Meat production projects win Agri-Tech Catalyst support
A whole supply chain approach to campylobacter is among four meat- and fish-related projects that have been awarded funding as part of the government’s Agri-Tech Catalyst scheme.
In total, 24 food projects will receive a share of the £16 million (m) fund which has been created to help improve global food production and security. The projects will receive between £200,000 and £1.5m each.
The recipients include a whole supply chain approach to control campylobacter involving Moy Park, Devenish (NI), Primer Design, the University of Lincoln, the University of Liverpool, Slate Hall Veterinary Practice and St David’s poultry team. The study will conduct the largest-known molecular study to track and trace campylobacter through the supply chain. It will deploy whole genome sequencing on a massive scale to optimise a series of on-farm and factory interventions that reduce the contamination of whole chickens with campylobacter. These interventions include novel animal feeds and factory processes.
It will also develop a new qPCR testing kit for campylobacter. This will be deployed and validated on-farm and in factories. The kit will be developed to segregate live from dead cells and it is hoped it will provide the industry with a real time and accurate rapid enumeration technique.
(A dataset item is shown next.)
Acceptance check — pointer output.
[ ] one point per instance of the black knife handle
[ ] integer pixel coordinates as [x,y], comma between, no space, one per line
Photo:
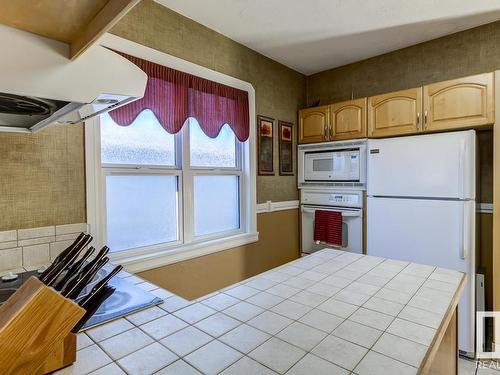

Other meat- and fish-related projects include one worked on by Scotland’s Rural College (SRUC), Innovent Technology; Agri EPI and J Sainsbury to provide early detection of tail-biting in pigs. It hopes to use 3D video to measure tail posture that can warn farmers so they can intervene earlier.
Ace Aquatec and Bristol University also received a portion of the funds for their work on a new method of humane electrical stunning of farmed fish.
A project by Texel Sheep Society; Anglo Beef Processors (ABP) and Scotland’s Rural College (SRUC) to provide carcase trait phenotype feedback for genomic selection in sheep was also successful in receiving part of the fund.
This livestock genomics project addresses key issues in primary livestock production by collecting, analysing, and exploiting state-of-the art genomic and new phenotypic data from meat sheep on hard-to-measure (HTM) traits, combining carcase and disease for sustainable sheep improvement.
Life Sciences Minister George Freeman said: “Agri-tech is fast becoming a big global business, creating major investment and export opportunities for the UK. Whether extending the availability of UK apples to controlling the infection of cacao plants in Ghana, these innovative projects demonstrate the UK’s leadership in developing technologies and companies that will improve food and farming productivity in this country and around the world.”
Farming Minister George Eustice added: “Although there has been great pressure on farm incomes over the past 12 months, I believe the industry has a good future and technological advances will help. Farmers have an essential role in building a strong economy and feeding the nation.
“Taking innovations from the laboratory to the farm is key to boosting productivity, and tackling pests and diseases. That is why the government supports projects through our Agri-Tech Strategy.”